Um segundo aspecto, não menos importante, é mudar o jeito de fazer as coisas. O quadro a seguir sintetiza esse potencial de mudanças:

transformações operacionais

Fonte: Cloud Computing empowering your digital transformation – accenture – https://www.accenture.com/t20150523T022411__w__/us-en/_acnmedia/Accenture/Conversion-Assets/DotCom/Documents/Global/PDF/Dualpub_1/Accenture-Cloud-Computing-Empowering-Digital-Transformation.pdf

Transformações na área de Recursos Humanos

No contexto de “knowledge workers”, que fazem uso de máquinas e sistemas para produzir o trabalho de forma diferente do passado, com cada vez maior grau de compartilhamento, a área de Recursos Humanos precisa de ferramentas de apoio que vão muito além de sistemas empacotados para administração de “folha de pagamento”, salários e benefícios. Porque, na essência, não estamos falando em gerenciar recursos humanos controlando custos e despesas e sim em gerenciar o capital humano da empresa, para conseguir gerar impactos positivos nos resultados da empresa.
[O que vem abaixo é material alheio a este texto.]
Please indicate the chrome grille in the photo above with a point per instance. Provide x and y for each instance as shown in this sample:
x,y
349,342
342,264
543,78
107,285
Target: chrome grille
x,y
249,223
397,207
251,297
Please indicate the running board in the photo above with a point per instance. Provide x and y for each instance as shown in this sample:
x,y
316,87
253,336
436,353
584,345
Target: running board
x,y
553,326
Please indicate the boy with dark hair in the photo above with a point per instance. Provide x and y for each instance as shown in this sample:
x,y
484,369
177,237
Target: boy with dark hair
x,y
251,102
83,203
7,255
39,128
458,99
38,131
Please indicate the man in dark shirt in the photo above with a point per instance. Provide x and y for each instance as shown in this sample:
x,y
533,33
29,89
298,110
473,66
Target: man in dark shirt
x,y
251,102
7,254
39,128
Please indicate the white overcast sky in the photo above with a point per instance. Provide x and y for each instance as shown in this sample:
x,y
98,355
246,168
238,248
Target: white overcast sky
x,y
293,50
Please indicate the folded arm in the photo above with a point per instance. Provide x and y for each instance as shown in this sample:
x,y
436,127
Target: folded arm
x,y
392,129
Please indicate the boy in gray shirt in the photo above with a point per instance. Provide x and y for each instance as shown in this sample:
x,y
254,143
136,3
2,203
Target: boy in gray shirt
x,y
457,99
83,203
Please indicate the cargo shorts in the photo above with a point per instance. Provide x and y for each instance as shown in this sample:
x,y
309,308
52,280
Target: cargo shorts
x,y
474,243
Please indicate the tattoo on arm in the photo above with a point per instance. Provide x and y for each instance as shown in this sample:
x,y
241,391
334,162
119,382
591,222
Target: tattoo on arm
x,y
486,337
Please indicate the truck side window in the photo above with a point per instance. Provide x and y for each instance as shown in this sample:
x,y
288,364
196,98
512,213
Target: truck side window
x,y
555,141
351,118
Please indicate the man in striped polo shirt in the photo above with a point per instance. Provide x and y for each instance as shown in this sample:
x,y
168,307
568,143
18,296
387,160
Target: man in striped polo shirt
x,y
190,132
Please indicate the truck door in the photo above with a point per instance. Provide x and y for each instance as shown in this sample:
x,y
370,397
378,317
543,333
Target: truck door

Estão surgindo tecnologias de Cloud Computing (Cloud-Enabled Human Capital Managment – HCM) que estão se transformando no principal impulsionador (driver) para que a área de Recursos Humanos entregue mais valor e dê suporte às iniciativas estratégicas e transformacionais.

A Oracle é uma das empresas pioneiras na oferta de HCM no modelo SaaS. A gestão de colaboradores da empresa pode ser feita através de dashboards e painéis que integram dezenas de informações da empresa, sociais, bônus, objetivos, recrutamento etc. O Vision, da Oracle, promete prover agilidade global. Esse sistema fica disponível para RH (que tem uma visão do todo) e para os principais gestores do negócio (que tem uma visão restrita às suas equipes). A promessa é que RH possa atuar como um agente de mudanças, podendo gerenciar o ciclo de vida completo dos colaboradores, global ou localmente.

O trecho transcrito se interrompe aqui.